International Journal of Contemporary Research In Multidisciplinary, 2026;5(1):754-763
IoT-Based Mental Health Monitoring and Biosensors: Architecture, Analytics, Privacy, And Research Directions
Author Name: Bhatti Maulika Shantilal; Prof. Bhoomi M. Bangoria;
Abstract
Mental health disorders, such as stress, anxiety, and depression, are the frequent causes of disability all over the world, but they are not monitored in daily life due to the infrequent clinical visits, self-report bias, and the inability to provide continuous care. The recent progress in the Internet of Things (IoT) and wearable biosensors allows monitoring physiological and behavioral signals continuously and at real-world conditions that are associated with affective states and mental health course. The paper provides a literature-based review of an internet of things-based biosensors-based and passive sensing-based mental health monitoring. We do a review of the sensing modalities (EDA, ECG, PPG, respiration, temperature, accelerometry, EEG) combined modalities, multimodal fusion, stress and mood inference modules, and feasible designs of IoT pipeline across border edge-cloud systems.
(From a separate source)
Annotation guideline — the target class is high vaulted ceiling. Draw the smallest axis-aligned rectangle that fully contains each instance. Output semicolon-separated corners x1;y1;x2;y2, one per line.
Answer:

We examine benchmark data sets (e.g. WESAD, DEAP, AMIGOS) and also comment on real-life deployments. Particular attention is given to privacy, federated learning, user acceptability, and ethical governing because passive sensing is associated with distinct risks. Our proposal is a blueprint of end-to-end reference architecture and evaluation to support the work of researchers and developers in the construction of clinically meaningful, secure, and scalable systems. Lastly, we bring out open challenges including personalisation, domain shift, labeling scarcity, interpretability and fairness and we are offering a roadmap to future research.
Keywords
IoT, wearable biosensors, mental health, stress detection, digital phenotyping, edge computing, privacy, federated learning, multimodal sensing.